Alighting from the bus, Vibha could see the frosted-glass door, with the firm’s name embossed in ice-blue lettering, suspended above the dusty street – cool, mysterious, a magic portal guarding a sanctuary.

The design firm Vibha worked for – by Bappa’s blessings, as her mother never failed to add, pulling her ears to ward off the evil eye – wasn’t big but it had carved out a niche for itself with minimalist designs, a light colour palette and striking art pieces sourced from countries whose names Vibha had never heard. We are proud of the work we do, our style is international, cosmopolitan, it starts conversations, the firm’s co-founder had said over a Zoom call from her home in Dubai, the dizzying, dazzling city-skyline framed in the window behind her distracting Vibha, people might say that doing interiors is a rich woman’s hobby and, sure, our first clients were friends and family but we have built a business for ourselves, we have clients in Mumbai, Dubai and London, we are profitable, we have an ethos – we only hire women, we give opportunities to freelancers, we are completely egalitarian, no hierarchy, no big-small-high-low, you can call or email anytime you like, ask questions, discuss ideas, even our office is open-plan, no doors.

Money, profit, capitalism, add to it nepotism, no fucks given for feminism, the junior designer had chanted after the call. The junior and senior designers as well as the head of marketing were all related to the Dubai-based founder, who also owned the low-rise building that housed the firm’s office. The open-door speech is hokum too, the junior designer warned Vibha, don’t call her unless she calls you first and never ever send her anything without showing it to us first.

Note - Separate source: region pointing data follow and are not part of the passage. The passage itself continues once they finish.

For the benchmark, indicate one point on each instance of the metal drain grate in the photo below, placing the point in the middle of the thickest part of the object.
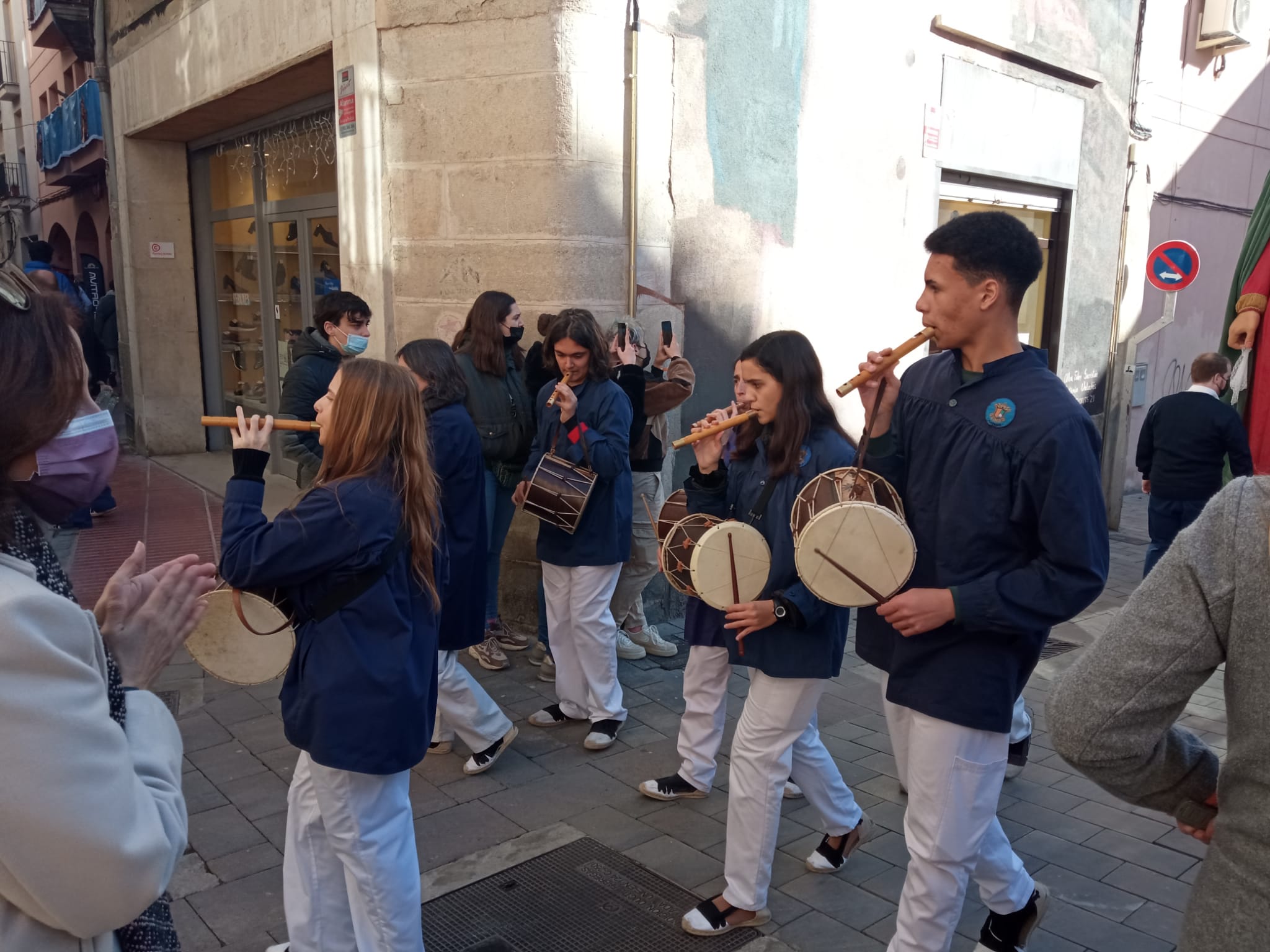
(579, 897)
(172, 699)
(1057, 646)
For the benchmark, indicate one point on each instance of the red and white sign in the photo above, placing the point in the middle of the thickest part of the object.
(346, 104)
(931, 130)
(1173, 266)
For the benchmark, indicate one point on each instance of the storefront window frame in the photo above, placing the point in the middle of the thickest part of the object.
(265, 213)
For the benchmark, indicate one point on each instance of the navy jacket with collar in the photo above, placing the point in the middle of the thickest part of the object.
(1002, 493)
(460, 467)
(603, 423)
(781, 650)
(361, 691)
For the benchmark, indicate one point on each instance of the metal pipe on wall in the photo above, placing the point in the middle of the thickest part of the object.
(633, 161)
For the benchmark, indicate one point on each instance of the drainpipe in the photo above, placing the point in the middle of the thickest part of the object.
(102, 73)
(633, 100)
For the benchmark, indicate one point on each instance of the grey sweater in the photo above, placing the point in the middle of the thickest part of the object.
(1113, 716)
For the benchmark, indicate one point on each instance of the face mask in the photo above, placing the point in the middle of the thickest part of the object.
(353, 345)
(73, 470)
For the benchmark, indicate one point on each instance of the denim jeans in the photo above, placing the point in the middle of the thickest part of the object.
(499, 511)
(1165, 519)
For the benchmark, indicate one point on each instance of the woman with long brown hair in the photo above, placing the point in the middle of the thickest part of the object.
(360, 560)
(489, 353)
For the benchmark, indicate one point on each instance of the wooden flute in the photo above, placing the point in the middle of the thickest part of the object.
(231, 421)
(890, 359)
(717, 428)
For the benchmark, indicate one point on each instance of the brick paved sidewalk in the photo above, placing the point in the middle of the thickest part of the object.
(1121, 876)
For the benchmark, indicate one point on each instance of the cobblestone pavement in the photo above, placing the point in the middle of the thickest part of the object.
(1121, 875)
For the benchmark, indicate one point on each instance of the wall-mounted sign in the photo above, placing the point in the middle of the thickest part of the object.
(346, 103)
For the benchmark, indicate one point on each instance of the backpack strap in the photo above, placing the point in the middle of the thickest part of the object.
(350, 589)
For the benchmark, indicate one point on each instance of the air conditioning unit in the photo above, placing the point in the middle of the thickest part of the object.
(1225, 25)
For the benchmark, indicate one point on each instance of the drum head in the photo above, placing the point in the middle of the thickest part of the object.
(868, 540)
(675, 508)
(229, 651)
(677, 550)
(711, 564)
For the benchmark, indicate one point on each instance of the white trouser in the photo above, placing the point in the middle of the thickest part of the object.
(642, 566)
(1020, 723)
(776, 733)
(705, 714)
(464, 707)
(585, 640)
(350, 871)
(953, 776)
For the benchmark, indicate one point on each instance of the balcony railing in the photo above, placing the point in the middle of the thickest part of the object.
(13, 180)
(71, 126)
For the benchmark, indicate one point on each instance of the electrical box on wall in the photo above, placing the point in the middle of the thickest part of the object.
(1140, 385)
(1226, 25)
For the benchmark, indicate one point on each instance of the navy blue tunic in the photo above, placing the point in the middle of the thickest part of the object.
(1002, 493)
(361, 691)
(603, 423)
(781, 650)
(460, 467)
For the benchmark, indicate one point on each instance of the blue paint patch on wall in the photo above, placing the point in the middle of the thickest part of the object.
(753, 102)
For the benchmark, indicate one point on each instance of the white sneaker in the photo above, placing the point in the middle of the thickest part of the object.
(652, 641)
(626, 649)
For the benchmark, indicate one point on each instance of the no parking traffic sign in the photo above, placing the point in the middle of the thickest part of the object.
(1173, 266)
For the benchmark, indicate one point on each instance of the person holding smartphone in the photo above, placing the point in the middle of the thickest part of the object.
(653, 394)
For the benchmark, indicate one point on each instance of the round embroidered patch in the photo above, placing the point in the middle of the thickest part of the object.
(1000, 413)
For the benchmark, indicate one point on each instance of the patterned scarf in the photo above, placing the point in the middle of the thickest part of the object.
(154, 930)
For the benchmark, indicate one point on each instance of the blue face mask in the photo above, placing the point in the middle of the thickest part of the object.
(353, 345)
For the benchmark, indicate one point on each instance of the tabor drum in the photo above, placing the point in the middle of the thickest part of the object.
(701, 557)
(559, 493)
(675, 508)
(851, 519)
(226, 648)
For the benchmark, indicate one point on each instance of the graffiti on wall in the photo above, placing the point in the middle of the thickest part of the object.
(753, 102)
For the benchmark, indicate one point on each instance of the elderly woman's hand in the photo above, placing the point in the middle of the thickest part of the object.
(146, 616)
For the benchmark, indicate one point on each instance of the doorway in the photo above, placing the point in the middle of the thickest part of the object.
(267, 247)
(1046, 214)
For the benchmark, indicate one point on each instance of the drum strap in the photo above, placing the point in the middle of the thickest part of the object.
(760, 509)
(360, 584)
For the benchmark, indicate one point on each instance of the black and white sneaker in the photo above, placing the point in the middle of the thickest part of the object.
(708, 919)
(1010, 933)
(672, 787)
(550, 716)
(482, 762)
(828, 860)
(602, 734)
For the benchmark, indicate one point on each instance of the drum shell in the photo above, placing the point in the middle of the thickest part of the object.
(559, 493)
(224, 648)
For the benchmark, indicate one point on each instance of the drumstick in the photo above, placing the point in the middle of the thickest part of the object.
(892, 358)
(735, 589)
(864, 586)
(717, 428)
(231, 421)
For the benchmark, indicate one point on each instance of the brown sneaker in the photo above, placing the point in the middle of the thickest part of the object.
(489, 655)
(507, 639)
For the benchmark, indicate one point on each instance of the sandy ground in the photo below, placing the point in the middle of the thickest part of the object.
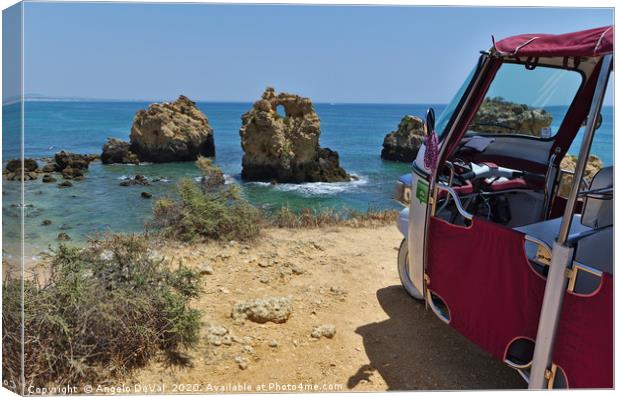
(342, 276)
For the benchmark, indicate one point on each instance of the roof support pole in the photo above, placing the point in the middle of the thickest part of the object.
(562, 255)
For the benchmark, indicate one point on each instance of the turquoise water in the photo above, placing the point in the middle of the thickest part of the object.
(99, 204)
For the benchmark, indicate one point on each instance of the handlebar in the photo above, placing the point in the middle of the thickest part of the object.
(487, 171)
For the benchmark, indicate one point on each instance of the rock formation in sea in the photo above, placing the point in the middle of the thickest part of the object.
(569, 162)
(72, 165)
(212, 175)
(165, 132)
(117, 151)
(499, 116)
(286, 149)
(403, 144)
(171, 131)
(13, 169)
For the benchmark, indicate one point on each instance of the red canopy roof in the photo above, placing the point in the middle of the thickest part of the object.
(592, 42)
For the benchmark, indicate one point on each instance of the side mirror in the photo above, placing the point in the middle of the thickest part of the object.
(429, 126)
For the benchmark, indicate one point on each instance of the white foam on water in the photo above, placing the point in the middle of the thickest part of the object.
(312, 189)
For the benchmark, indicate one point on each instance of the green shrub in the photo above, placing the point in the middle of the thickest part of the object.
(198, 215)
(100, 312)
(285, 217)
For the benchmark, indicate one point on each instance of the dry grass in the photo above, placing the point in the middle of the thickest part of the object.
(285, 217)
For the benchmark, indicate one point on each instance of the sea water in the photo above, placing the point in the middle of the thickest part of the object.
(98, 204)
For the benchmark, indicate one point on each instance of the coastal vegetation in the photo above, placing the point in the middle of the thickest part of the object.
(98, 312)
(198, 214)
(210, 215)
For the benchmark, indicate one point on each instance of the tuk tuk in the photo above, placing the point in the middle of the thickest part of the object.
(493, 244)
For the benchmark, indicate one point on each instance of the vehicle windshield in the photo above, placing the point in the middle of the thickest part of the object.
(530, 102)
(443, 120)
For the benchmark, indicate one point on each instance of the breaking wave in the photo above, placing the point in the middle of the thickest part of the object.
(313, 189)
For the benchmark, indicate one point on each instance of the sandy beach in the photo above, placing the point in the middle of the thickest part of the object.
(342, 276)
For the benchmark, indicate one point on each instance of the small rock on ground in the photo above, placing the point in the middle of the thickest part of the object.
(274, 309)
(326, 330)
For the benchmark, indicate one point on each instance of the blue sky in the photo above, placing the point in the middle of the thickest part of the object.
(232, 52)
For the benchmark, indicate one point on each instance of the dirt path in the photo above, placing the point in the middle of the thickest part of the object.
(342, 276)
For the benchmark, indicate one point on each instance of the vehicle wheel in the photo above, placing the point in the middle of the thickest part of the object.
(403, 271)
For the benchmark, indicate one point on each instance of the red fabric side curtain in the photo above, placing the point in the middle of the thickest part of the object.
(484, 277)
(584, 347)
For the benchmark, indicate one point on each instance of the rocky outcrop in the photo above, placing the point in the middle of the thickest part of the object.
(286, 149)
(212, 175)
(116, 151)
(72, 165)
(569, 162)
(13, 170)
(499, 116)
(403, 144)
(171, 131)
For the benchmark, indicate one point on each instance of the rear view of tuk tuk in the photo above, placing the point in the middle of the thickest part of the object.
(502, 244)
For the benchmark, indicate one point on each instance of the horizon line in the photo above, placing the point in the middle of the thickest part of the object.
(44, 98)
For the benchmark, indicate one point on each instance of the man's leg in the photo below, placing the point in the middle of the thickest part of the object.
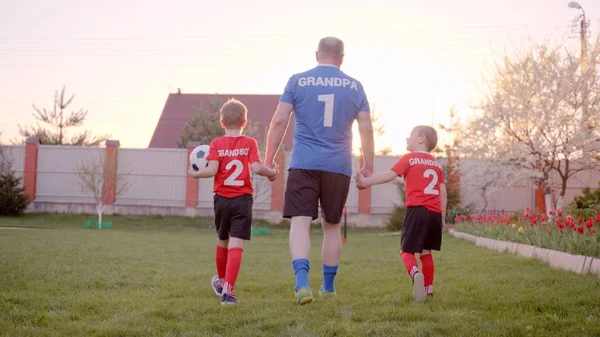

There’s a process, the senior designer had offered, process is important. Process-shmocess, the junior designer had tossed her helmet towards the hook on the wall, it’s called hierarchy.

The senior designer’s eloquent eyebrows had flickered up and down. They were the most beautiful eyebrows Vibha had ever seen, dark and arched like bird wings, rising in a perfect wave from nose bridge to temples. She had learnt later that a woman flew in from Delhi every month to attend to the eyebrows of the fastidious women of Bombay. An eyebrow artist like none other, the junior designer had said, with a price tag like none other too!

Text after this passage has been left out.